Walbran old-growth should be preserved, not logged

The Walbran Valley’s value more than surpasses the value of any red cedar contained within it.

On Sept. 18 the B.C. government approved Teal Jones’s proposed logging permit for the Walbran Valley and no one is talking about it. Vancouver Island has less than 10 per cent of its original low elevation old-growth rainforest left, and the province has just allowed a company to log it.

Just north of Port Renfrew is the Walbran Valley. Part of this valley is in the protected area of Carmanah Walbran Provincial Park, only thanks to a blockade of Teal Jones logging trucks in 1993’s “war in the woods”, which also included the Clayquot Sound protests.

Aside from the fact that we’re allowing a company that specializes in global export to log and export a resource that could be used in British Columbia, if not on Vancouver Island, we are also allowing them to log an invaluable resource. The Walbran Valley is irreplaceable, as a cultural resource, a recreational resource, and as habitat for multiple endangered species.

The Walbran Valley’s value more than surpasses the value of any red cedar contained within it.

Why is this province and the Island unable to preserve the remaining beautiful old-growth forests we have left? Residents of this province have the responsibility to be good stewards of the resources we have, and I truly believe we will have failed to be good stewards of our resources if we allow the province, Ministry of Forests, Ministry of Environment, and Teal Jones to go ahead with this logging operation.

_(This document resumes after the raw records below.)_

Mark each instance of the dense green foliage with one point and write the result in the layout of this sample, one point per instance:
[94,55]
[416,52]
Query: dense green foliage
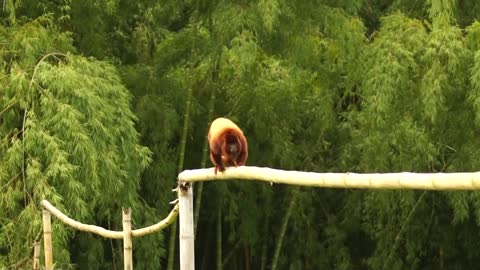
[364,86]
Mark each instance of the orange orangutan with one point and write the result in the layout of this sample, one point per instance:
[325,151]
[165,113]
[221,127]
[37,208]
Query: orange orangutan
[228,145]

We should not forget that preserving old-growth forests is not for our own benefit but for the benefit of future generations, including our children and grandchildren. We should be writing letters to our premier, our MLA representative, the South Island Natural Resource District manager, and all other parties involved, to help preserve the Walbran Valley. I hope residents of the Cowichan Valley want to know what is going on in their own backyard, and be willing to do something about it.